創作の軌跡、城陽への思い 16日まで市歴民で特別展 洋画家・森田康雄さん


《城南新報2017年7月1日付紙面より》
 
 公益財団法人城陽市民余暇活動センターなどによる公募展「アートギャラリー」絵画部門の審査員を務める洋画家、森田康雄さん(70)=同市久世=の特別展が、きょう1日から文化パルク城陽西館の市歴史民俗資料館特別展示室で始まる。大学時代の自画像を皮切りに、絵画を中心に創作活動の軌跡を紹介。地元で初の個展に「そのまま見て、何か探ったり、何か考えてもらえたら」と話している。
 
 森田さんは京都市生まれ。独立美術協会会員。武蔵野美術大学(東京都)を卒業後、城陽市内に移り住んだ。京展や洋画の有力団体の独立展などで受賞を重ね、洋画壇の芥川賞と言われた安井賞の常連的な存在に。かつて城陽高校の非常勤美術講師も務めた。

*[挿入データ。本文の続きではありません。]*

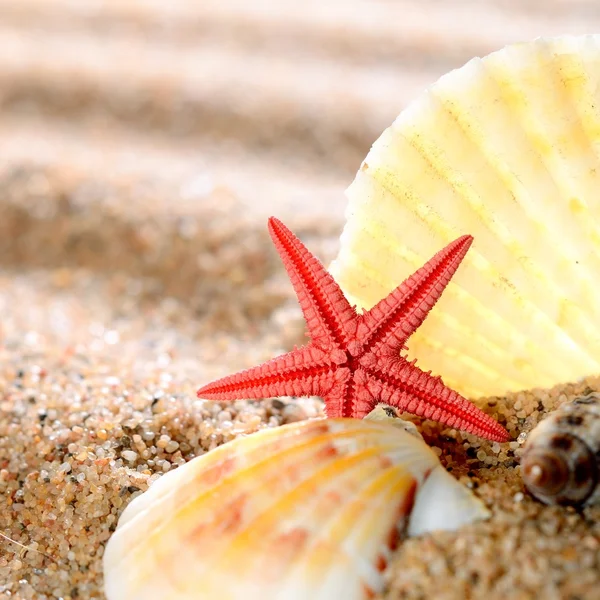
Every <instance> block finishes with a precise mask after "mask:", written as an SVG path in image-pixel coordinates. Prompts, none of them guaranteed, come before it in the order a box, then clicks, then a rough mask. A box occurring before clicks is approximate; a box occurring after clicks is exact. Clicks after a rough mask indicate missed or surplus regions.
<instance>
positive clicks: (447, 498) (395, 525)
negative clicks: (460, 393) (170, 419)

 特別展には、作品の継承や、40年余り暮らしながらも発表機会がなかった地元・城陽への思い、文化拠点の中にある市歴民に現代絵画といった市民芸術にも枠を広げてもらいたいとの願いを込めた。油絵やアクリルなどの絵画20点、塑像など立体10点、新聞小説の挿絵21点、計51点を出展した。
 絵画は黒い自画像に始まり、白い自画像で締めくくる。
 始まりの自画像は学生時代の作品。大学紛争真っ只中の悶々とした気持ち、薄暗い6畳一間の安アパートの一室、混沌とした世相を反映したように、顔の輪郭すらおぼろげな黒が基調の世界が広がる。
 その空気感は一転し、舞台裏の女性、ジェームス・ディーンやマリリンモンローなどへの憧れを戯画的に描いたカラフルな作品が登場。鮮やかな色調の時代を経て、白を基調に描線もシャープな自画像でモノトーンの世界に〝原点回帰〟する。
 「普段の中で、自分が主役になって劇をしているような感覚で描いている」という。「写実でも、写生でもなく、身の回りの物を面白おかしく、寸劇のような感じで描き進めてきた。そのまま見ていただき、何か探って、何か考えてもらえたら」と期待する。絵画の出展作のうち4点を同センターに寄贈した。
 「森田康雄展―その軌跡―」はアートギャラリー2017のプレイベントで、市歴民と同センター、市文化協会が主催する。16日(日)まで、午前10時~午後5時。月曜休館。要入館料。4日(火)午後2時から森田さんのギャラリートークがある。
 なお、今年度のアートギャラリーの作品募集は9月3日(日)まで。